Mitigate risk now with fixed rate loans
Speculation about a possible Bank of Canada interest rate cut later this year has pressured fixed rates down, which is good news for farmers.
“I do think it’s a great opportunity to lock in rates and establish a bit of certainty going forward,” says J.P. Gervais, Farm Credit Canada’s vice-president and chief agricultural economist.
“That’s an excellent opportunity for people... because it limits their risk,” adds Lance Stockbrugger, a farmer and chartered accountant.
The spread between variable versus fixed interest rates has shrunk to the point that fixed and variable are really close, Gervais says.
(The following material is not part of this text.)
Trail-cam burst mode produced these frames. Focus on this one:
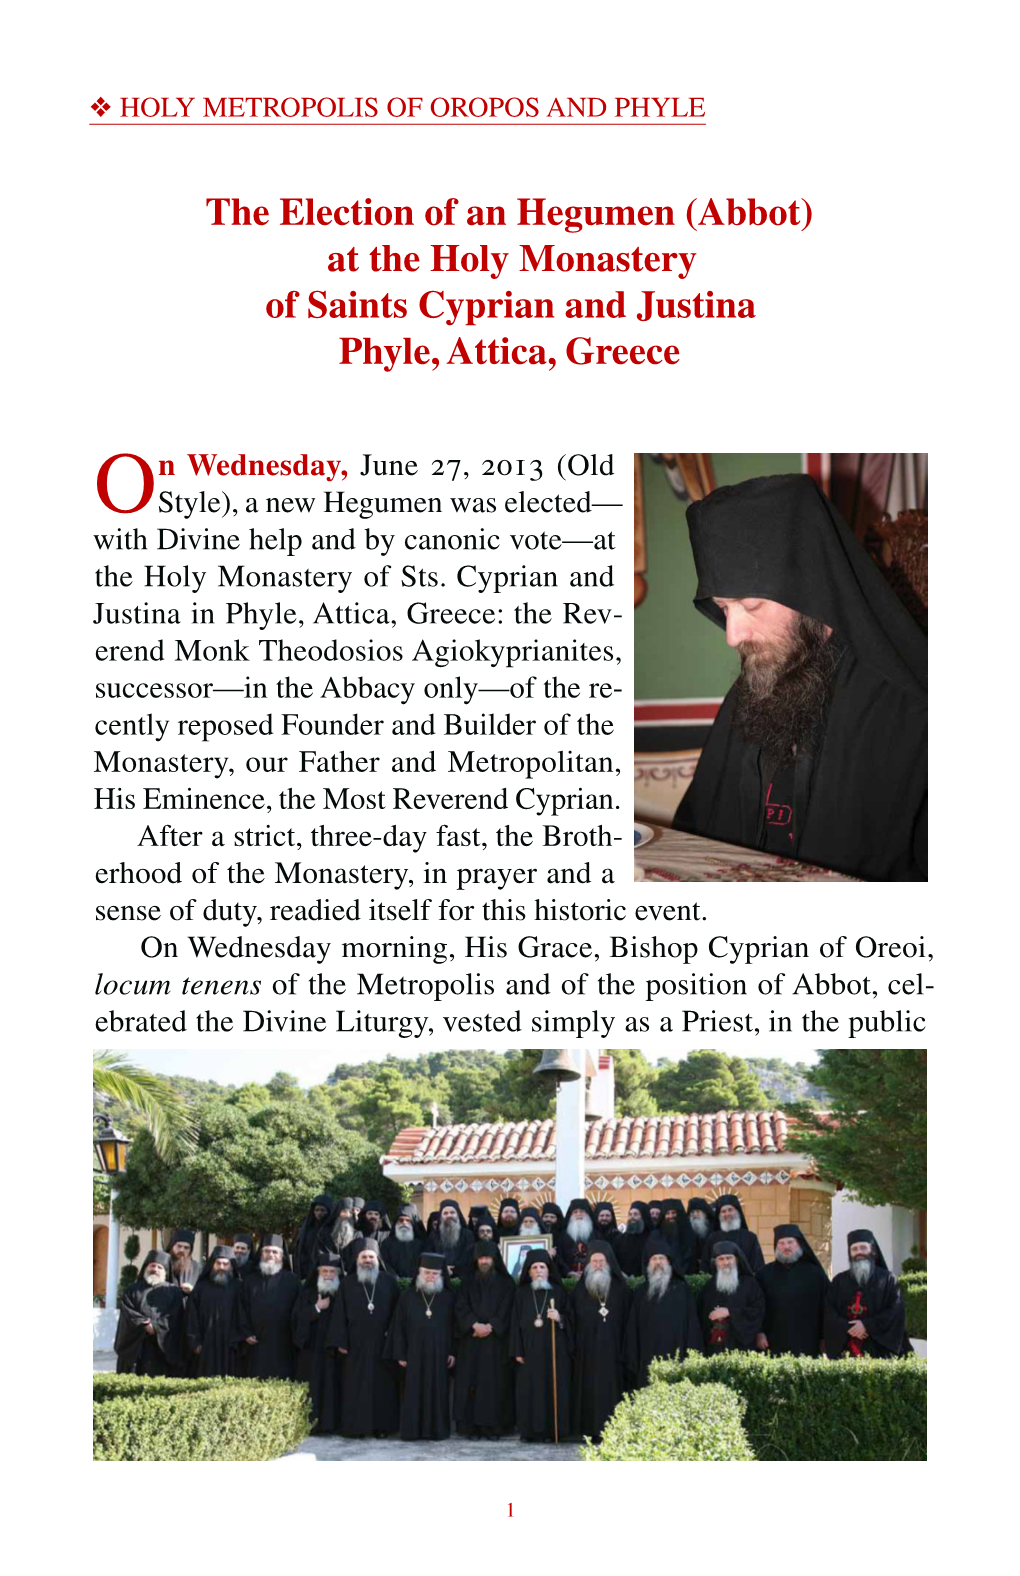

Waiting for the Bank of Canada to come through with a rate cut could result in lower variable rates. However, that action comes at the risk of no central bank policy change coming to fruition, and possibly even rates going up.
“The question to me is not, 'what is the cheapest rate out there,' but, 'what’s the price for me to mitigate risk of seeing rates move up?'” Gervais says. “Right now the price to lock in and mitigate that financial risk is pretty low.”
Stockbrugger stresses that lower fixed rates shouldn’t be ignored.
“In the economic environment we’re in, (further) decreases are going to be hard to come by,” Stockbrugger says.
Both he and Gervais point out current fixed rates are giving farmers longer-term certainty about their interest expenses.
“Whereas if it’s floating and interest rates go up, your cash flow requirements are going to be higher each year,” Stockbrugger says.
Certainty also allows farmers to better budget, making them able to plan their spending around what they’ve got committed to cover interest and pay down debt.
Locking in interest rates on long-term debt provides certainty about interest rate expenses and makes budgeting easier. Tweet this
“It’s just going to be so much easier for planning, both capital purchases and day-to-day cash flow,” Stockbrugger says.
As a portion of farmers’ debt will always be variable as it comprises their operating loans, Stockbrugger advises long-term debt on capital like land and equipment is where farmers should seriously look at locking-in interest rates.
A lot of borrowed money is on the line, as Statistics Canada recently reported Canadian farm debt has reached a record $106 billion.
Interest expenses reached $593 million in 2018, a 19.5 per cent gain on the year, due to higher debt and higher interest rates.
Gervais points out that with over $100 billion on the line, even a small change in Bank of Canada rates could have a very large impact, to the tune of hundreds of millions of dollars in interest expenses paid on farms.
The possibility of the Bank of Canada decreasing interest rates later this year means fixed interest rates are down, creating an ideal environment to lock in lower rates. Experts advise seeking the price that best mitigates risk of rising rates, rather than just going with the cheapest rate.